En verano no se leen los mismos libros que se leen a lo largo del curso, o al menos yo no lo hago. El buen tiempo y el cuerpo festivo no me permiten concentrarme en lecturas que disfrutaría como una enana en invierno, cuando el temporal azota las ventanas y no te queda otra que quedarte en casa un domingo, con un té calentito al lado, los gatos en el regazo y ese tomo de buena literatura que te deja atada al sofá durante horas. La buena literatura (lo que quiera que eso signifique) es para disfrutarla despacio y con mucho tiempo de lectura; dos horas seguidas leyendo en silencio, sin más sonido que el de la lluvia afuera, los cinco sentidos puestos en lo que estás leyendo. Bajar el libro, pensar en una frase que acabas de leer y soltar un “ostrás” de admiración. Eso en verano no me sale. 

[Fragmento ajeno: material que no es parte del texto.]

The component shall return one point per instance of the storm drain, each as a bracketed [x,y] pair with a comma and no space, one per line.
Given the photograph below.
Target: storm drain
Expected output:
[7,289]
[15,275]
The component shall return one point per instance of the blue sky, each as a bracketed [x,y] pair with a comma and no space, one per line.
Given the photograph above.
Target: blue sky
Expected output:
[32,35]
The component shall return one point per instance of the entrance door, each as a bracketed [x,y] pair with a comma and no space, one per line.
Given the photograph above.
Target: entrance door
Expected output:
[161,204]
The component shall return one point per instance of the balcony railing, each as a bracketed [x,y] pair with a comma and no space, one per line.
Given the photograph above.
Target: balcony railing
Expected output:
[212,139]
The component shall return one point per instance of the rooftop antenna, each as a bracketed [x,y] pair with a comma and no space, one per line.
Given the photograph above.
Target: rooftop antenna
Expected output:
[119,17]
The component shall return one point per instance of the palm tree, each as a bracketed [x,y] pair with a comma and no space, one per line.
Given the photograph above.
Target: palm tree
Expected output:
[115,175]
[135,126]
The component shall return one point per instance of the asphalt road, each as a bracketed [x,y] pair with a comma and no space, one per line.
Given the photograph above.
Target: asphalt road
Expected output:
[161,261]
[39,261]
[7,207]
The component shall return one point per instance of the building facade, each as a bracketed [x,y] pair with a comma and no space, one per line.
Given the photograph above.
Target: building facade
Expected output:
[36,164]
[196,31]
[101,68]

En verano leo libros que yo considero de encefalograma plano. Libros que, digámoslo abiertamente, me daría vergüenza que alguien me viera leer en público (benditos libros electrónicos, por qué no los habrán inventado antes). Tienen que ser lecturas que me permitan levantar la cabeza del libro, mirar a la cuadrilla de adolescentes que pavonean con las plumas bien extendidas al pasar delante de la terraza del bar, sonreír con nostalgia y volver a la lectura sin la sensación de haberme perdido nada; lecturas que me permitan hacer planes mientras leo (¿voy esta tarde a la piscina o llamo a las amigas?) o pensar en lo que me voy a poner de cena que esté rico y no engorde, y aún así poder seguir el hilo de lo que estoy leyendo. Lo mejor son las lecturas de playa, esas que puedes dejar a media frase para ir al chiringuito y luego retomar dos frases más adelante o más atrás como si no hubiera pasado nada. Eso no lo puedes hacer con algo profundo. 

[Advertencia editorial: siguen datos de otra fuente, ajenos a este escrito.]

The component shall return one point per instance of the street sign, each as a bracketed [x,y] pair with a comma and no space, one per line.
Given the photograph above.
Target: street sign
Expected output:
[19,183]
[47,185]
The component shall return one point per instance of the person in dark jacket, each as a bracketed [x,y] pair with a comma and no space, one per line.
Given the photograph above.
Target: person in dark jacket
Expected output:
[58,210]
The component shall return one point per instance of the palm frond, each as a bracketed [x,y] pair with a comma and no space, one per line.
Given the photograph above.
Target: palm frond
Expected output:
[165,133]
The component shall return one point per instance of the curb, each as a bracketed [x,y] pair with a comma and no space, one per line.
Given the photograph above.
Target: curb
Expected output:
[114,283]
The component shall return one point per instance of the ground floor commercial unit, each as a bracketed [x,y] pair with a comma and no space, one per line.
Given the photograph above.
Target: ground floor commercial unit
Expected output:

Este verano llevo leídos una docena de libros, aunque la cifra es engañosa porque algunos tenían más de ochocientas páginas y deberían contar como dos. No todo ha sido lectura veraniega (los libros “fáciles” son como los chuches, llegas a empacharte), también he leído a Irene Nermirovsky, a Ana María Matute (¡por fin!) y hasta me dio por leer a Nietzche (lo empecé justo antes de que me dieran las vacaciones y después de los exámenes, cuando todavía estaba en modo empollón), pero el resto han sido tan de pasar el rato que no sería capaz de decir de qué iban. Ahora estoy con uno de Stephen King, a quien no había leído nunca y me está sorprendiendo porque, superventas o no, el tío sabe escribir (y enganchar; cómo si no iba a poder permitirse libros de mil páginas). Cuando lo acabe… Quién sabe. Ahí me esperan Ulysses en su versión original en inglés, Crimen y castigo, Guerra y paz, A tale of two cities y un librito pequeño con un cuento de Virginia Wolf, entre otros. También tengo toda la bibliografía de Stephen King en el libro electrónico, así que vaya usted a saber. 

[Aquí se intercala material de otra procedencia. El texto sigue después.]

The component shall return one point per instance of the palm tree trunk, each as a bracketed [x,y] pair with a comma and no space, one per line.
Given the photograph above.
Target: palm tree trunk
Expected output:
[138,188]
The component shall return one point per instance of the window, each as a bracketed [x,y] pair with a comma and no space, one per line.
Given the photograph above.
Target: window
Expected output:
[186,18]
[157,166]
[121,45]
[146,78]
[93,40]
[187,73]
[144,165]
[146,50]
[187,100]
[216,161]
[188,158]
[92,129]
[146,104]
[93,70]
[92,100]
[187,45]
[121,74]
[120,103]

Se va acercando septiembre, el tiempo en Vitoria es un asco y mis neuronas me piden ya platos finos. He hecho acopio de tés variados, tengo ya la manta preparada y, lo que es mejor, no tengo que preocuparme por las asignaturas de filología inglesa que vaya a coger este año. Sí, creo que cuando termine lo que estoy leyendo voy a coger, por fin, un libro físico y a sacarlo a pasear, o mejor, aprovechar los últimos días de asueto para poder encerrarme con él y dar buena cuenta de sus páginas. Aunque, como haga bueno, algún otro “chuche” caerá. Que Dostoievsky no mezcla bien con los grupitos de adolescentes disfrutando los últimos días de verano. 

1 comentario:

hippie pirata dijo...

Vaya fenómeno!
Estos libros que dices solo puedo leerlos en vacaciones, no todos por supuesto, y entonces me da por escribir.